One of the guest faculty members is Visiting Professor of Law Mark Fenster, who teaches Torts and First Amendment Law, and joins us from the University of Florida Levin College of Law where he is a professor and Marshall M. Criser Eminent Scholar Chair in electronic communications and administrative law. As a legal scholar, his research has focused on nondisclosure agreements, government transparency, legal intellectual history, and constitutional limits on government regulation. Fenster is also the author of two books: The Transparency Fix: Secrets, Leaks, and Uncontrollable Government Information (Stanford University Press, 2017), and Conspiracy Theories: Secrecy and Power in American Culture, 2nd ed. (University of Minnesota Press, 2008). His articles and essays have appeared in the California Law Review, Michigan Law Review, Iowa Law Review, Hastings Law Journal, and Administrative Law Review, among others.
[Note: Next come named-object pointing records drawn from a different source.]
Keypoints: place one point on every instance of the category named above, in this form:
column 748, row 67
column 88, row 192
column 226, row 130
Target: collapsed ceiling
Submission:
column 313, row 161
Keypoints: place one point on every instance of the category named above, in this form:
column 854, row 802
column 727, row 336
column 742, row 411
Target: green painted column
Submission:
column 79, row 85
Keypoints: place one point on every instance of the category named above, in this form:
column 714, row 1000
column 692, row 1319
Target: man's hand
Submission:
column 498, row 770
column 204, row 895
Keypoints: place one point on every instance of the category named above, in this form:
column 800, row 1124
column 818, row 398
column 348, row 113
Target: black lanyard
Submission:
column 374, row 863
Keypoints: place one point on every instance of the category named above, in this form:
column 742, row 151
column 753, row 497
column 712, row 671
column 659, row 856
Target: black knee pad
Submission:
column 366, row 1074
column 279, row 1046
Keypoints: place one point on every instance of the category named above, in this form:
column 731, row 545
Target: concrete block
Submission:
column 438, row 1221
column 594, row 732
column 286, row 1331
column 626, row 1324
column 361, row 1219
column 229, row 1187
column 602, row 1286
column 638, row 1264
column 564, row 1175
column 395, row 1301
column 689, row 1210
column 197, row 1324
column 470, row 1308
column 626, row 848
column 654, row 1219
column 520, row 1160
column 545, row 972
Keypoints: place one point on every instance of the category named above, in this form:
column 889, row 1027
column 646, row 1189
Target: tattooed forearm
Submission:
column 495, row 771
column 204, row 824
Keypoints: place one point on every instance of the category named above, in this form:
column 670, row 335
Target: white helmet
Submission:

Visiting Associate Professor of Law Sergio Alberto Gramitto Ricci, who teaches Corporations and Corporate Governance and Technology, joins us from the University of Missouri-Kansas City School of Law where he is an associate professor. Gramitto Ricci specializes in corporate law, with an emphasis on corporate governance, corporate theory, and legal personhood, and with his main strand of research investigating how models of share ownership and the corporate governance infrastructure determine the ability of average citizens to participate in the corporate sector. hip on retail investors and society-led corporate governance appears or is forthcoming in several law journals such as the Boston University Law Review, the Journal of Corporation Law, and the Washington University Law Review. His article on the use of artificial intelligence in corporate boardrooms is published in the Cornell Law Review.
Visiting Professor of Law Ryan Williams, who teaches Federal Courts, joins us from Boston College Law School where he is an associate professor. He teaches and writes in the areas of constitutional law, federal courts, civil procedure, and the conflict of laws. His research has explored the background and original public understandings of various constitutional provisions, including the Fifth and Fourteenth Amendment’s Due Process Clauses, the Fourteenth Amendment’s Citizenship Clause, the Ninth Amendment, and the Guarantee Clause of Article IV. He has also written articles that address, among other topics, the institutional relationship between the U.S. Supreme Court and the lower courts and the relationship between the Constitution and the civil litigation process.